At an energy conference at the start of the week, IEC Chairman Yiftach Ron-Tal said "the Electric Corporation is in a terrible financial crisis." But some of the pressure may have been eased by a decline in world energy prices.
The demand for extra aid is angering treasury officials, who made around NIS 2 billion in state guarantees to the company in August. At the time, IEC said the backing would be sufficient to get it through the end of 2012. In March, IEC issued NIS 4.5 billion in bonds, also with government backing, as well as another NIS 1.5 billion in May and NIS 2.9 billion in July.
But the summer saw record use of electricity, forcing IEC to buy extra fuel after it had lost access to low-cost Egyptian natural gas.
The immediate background to the crisis is the utility's error in forecasting cash flow to the end of this year. IEC reported the mistake in September and has sought unsuccessfully to cover the shortfall. The company has had to revise its estimate of the cash flow shortfall several times.

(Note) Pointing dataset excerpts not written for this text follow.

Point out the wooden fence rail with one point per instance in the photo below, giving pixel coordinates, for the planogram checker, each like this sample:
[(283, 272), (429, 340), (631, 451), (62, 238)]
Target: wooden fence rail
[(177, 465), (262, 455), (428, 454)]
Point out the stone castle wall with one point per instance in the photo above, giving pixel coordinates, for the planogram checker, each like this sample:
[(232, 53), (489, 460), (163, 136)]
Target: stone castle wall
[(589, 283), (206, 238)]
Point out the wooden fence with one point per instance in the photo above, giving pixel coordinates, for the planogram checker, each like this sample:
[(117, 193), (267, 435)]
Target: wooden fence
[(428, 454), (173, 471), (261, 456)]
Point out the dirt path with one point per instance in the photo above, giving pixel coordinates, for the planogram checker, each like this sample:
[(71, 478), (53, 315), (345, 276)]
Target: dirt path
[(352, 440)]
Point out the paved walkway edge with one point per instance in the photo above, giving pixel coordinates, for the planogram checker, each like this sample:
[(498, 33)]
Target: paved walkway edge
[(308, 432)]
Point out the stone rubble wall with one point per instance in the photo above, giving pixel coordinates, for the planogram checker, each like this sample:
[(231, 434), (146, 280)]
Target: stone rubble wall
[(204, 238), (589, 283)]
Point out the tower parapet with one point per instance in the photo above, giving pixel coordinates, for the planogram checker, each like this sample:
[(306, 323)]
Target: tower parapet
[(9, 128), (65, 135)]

Management identified what caused the error and has retained Goren Capital, a consulting firm, to investigate. Goren is due to report its findings next week.
Pointing to the accounting error and the failure after a month to uncover its causes, government officials for the first time ever have expressed concerns about IEC's management abilities. Yesterday, they questioned the ability of its executives to cope with the company's financial challenges.
The treasury has refused to discuss any financial rescue until it gets a proper report on the cash flow error. It plans to insist that IEC first tap internal sources of capital, such as delaying payments to suppliers and postponing infrastructure projects.
Also at yesterday's meeting, treasury officials insisted that IEC take back around NIS 2.1 billion that was put into a fund for employees without the required authorization. Last March, the utility agreed to take back around NIS 600 million, but that process has been ensnared in problems.
In September, IEC reported a cash flow "hole" of NIS 1.5 billion because of the higher cost of buying fuel over the summer. IEC had been using cheaper Egyptian natural gas to fire up its plants until the Egyptians rescinded the contract last April.
But more recently people inside and outside IEC have expressed doubt about the explanation. Among the possible causes of the cash flow shortfall are a financial-reporting error whereby various units of the utility were not providing correct figures to one another. Two weeks ago Zaharia Kay, the manager of the company's financial division, stepped down as part of an early-retirement program.